In search warrant affidavits, the FBI portrayed the ledger as one reason it resurrected a criminal case against Manafort that was dropped in 2014 and needed search warrants in 2017 for bank records to prove he worked for the Russian-backed Party of Regions in Ukraine.

There’s just one problem: The FBI’s public reliance on the ledger came months after the feds were warned repeatedly that the document couldn’t be trusted and likely was a fake, according to documents and more than a dozen interviews with knowledgeable sources.

The article explains the problem with the “black cash ledger”:

For example, Ukraine’s top anticorruption prosecutor, Nazar Kholodnytsky, told me he warned the U.S. State Department’s law enforcement liaison and multiple FBI agents in late summer 2016 that Ukrainian authorities who recovered the ledger believed it likely was a fraud.

“It was not to be considered a document of Manafort. It was not authenticated. And at that time it should not be used in any way to bring accusations against anybody,” Kholodnytsky said, recalling what he told FBI agents. 

Likewise, Manafort’s Ukrainian business partner Konstantin Kilimnik, a regular informer for the State Department, told the U.S. government almost immediately after The New York Times wrote about the ledger in August 2016 that the document probably was fake.

Manafort “could not have possibly taken large amounts of cash across three borders. It was always a different arrangement — payments were in wire transfers to his companies, which is not a violation,” Kilimnik wrote in an email to a senior U.S. official on Aug. 22, 2016.

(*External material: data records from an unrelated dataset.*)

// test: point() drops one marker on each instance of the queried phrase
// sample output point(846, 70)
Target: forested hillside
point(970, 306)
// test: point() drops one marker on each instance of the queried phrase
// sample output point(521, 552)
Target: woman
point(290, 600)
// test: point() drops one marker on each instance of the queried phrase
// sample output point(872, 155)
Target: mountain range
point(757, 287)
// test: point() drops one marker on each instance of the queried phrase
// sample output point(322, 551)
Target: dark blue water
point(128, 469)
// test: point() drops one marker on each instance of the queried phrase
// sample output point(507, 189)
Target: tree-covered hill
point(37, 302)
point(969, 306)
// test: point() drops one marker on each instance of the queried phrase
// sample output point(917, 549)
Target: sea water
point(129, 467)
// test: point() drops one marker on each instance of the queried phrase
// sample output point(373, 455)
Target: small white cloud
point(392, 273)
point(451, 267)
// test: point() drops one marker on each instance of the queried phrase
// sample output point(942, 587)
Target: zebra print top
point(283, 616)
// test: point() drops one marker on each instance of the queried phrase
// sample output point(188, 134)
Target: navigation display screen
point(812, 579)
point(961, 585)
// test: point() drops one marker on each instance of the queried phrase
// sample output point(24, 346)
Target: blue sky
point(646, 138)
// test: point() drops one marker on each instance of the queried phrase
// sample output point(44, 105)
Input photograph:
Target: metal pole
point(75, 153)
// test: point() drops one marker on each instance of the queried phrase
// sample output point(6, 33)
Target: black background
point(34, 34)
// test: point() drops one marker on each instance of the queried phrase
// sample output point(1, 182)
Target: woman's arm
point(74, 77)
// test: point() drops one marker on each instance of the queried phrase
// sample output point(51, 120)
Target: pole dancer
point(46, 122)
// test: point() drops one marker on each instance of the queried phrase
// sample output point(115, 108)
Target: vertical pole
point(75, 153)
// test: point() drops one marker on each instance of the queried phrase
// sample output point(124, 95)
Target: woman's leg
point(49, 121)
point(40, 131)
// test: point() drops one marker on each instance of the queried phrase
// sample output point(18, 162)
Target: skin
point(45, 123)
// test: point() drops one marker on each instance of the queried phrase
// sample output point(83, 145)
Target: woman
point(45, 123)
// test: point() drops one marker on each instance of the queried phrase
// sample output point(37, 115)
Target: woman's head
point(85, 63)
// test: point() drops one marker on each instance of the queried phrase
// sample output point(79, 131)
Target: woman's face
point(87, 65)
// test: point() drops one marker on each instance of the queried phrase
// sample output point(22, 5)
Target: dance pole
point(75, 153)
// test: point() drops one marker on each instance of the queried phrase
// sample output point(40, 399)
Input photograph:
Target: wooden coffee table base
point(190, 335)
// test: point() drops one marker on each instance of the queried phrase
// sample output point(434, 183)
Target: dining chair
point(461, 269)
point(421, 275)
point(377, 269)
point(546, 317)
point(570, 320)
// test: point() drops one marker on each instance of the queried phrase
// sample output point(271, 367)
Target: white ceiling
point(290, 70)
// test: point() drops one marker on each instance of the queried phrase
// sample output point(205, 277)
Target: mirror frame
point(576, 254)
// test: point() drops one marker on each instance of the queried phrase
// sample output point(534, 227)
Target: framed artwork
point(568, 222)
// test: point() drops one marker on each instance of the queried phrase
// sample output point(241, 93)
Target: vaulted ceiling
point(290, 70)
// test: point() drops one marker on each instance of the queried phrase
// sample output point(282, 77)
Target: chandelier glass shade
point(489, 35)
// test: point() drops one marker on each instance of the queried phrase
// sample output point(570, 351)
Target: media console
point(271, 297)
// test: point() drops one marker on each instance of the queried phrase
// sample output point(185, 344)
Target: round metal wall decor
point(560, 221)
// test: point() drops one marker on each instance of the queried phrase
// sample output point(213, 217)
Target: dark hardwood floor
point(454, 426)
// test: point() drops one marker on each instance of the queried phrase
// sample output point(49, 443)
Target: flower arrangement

He added: “I have some questions about this black cash stuff, because those published records do not make sense. The timeframe doesn’t match anything related to payments made to Manafort. … It does not match my records. All fees Manafort got were wires, not cash.”

Special counsel Robert Mueller’s team and the FBI were given copies of Kilimnik’s warning, according to three sources familiar with the documents.

So why didn’t Mueller simply end the investigation because the roots of it were proven to be false?

The article concludes:

Rep. Mark Meadows, a senior Republican on the House Government Oversight and Reform Committee, told me Wednesday night he is asking the Justice Department inspector general to investigate the FBI and prosecutors’ handling of the Manafort warrants, including any media leaks and evidence that the government knew the black ledger was potentially unreliable or suspect evidence.

The question of whether the Mueller team should have used the ledger in search warrant affidavits before that is for the courts to decide.

But the public has a substantial interest in questioning whether, more broadly, the FBI should have sustained a Trump-Russia collusion investigation for more than two years based on the suspect Steele dossier and black ledger. 

Understandably, there isn’t much public sympathy for foreign lobbyists such as Manafort. But the FBI and prosecutors should be required to play by the rules and use solid evidence when making its cases.

It does not appear to have been the prevailing practice in the Russia collusion investigation. And that should trouble us all.

It is becoming very obvious that the Mueller investigation did not follow normal investigative rules or procedures. When he knew that both pieces of evidence were totally unreliable, Robert Mueller should have ended the investigation. I suspect that would have been long before the 2018 mid-term election. Somehow I think the clown show we are currently seeing in the House of Representatives as a result of the Democrats taking the majority is at least partially the result of continuing the Mueller investigation combined with reckless, baseless charges made against the President by some Washington insiders now working in the media.

This Could Get Very Ugly

There are a lot of questions about how the Jeffrey Epstein trial and sentencing was handled in Florida. A lot of evidence has remained secret, and a lot of circumstantial evidence seems to require a much harsher sentence than was given. The Miami Herald has followed this story and done a lot of investigative reporting on the case.

Yesterday The Miami Herald posted an article about the latest twist in the Jeffrey Epstein case.

The article reports:

Two mysterious parties, labeling themselves Jane Doe and John Doe, have filed separate legal briefs in an attempt to limit the public release of personal information that could connect them to an underage sex trafficking operation allegedly run by New York financier Jeffrey Epstein and his partner, Ghislaine Maxwell.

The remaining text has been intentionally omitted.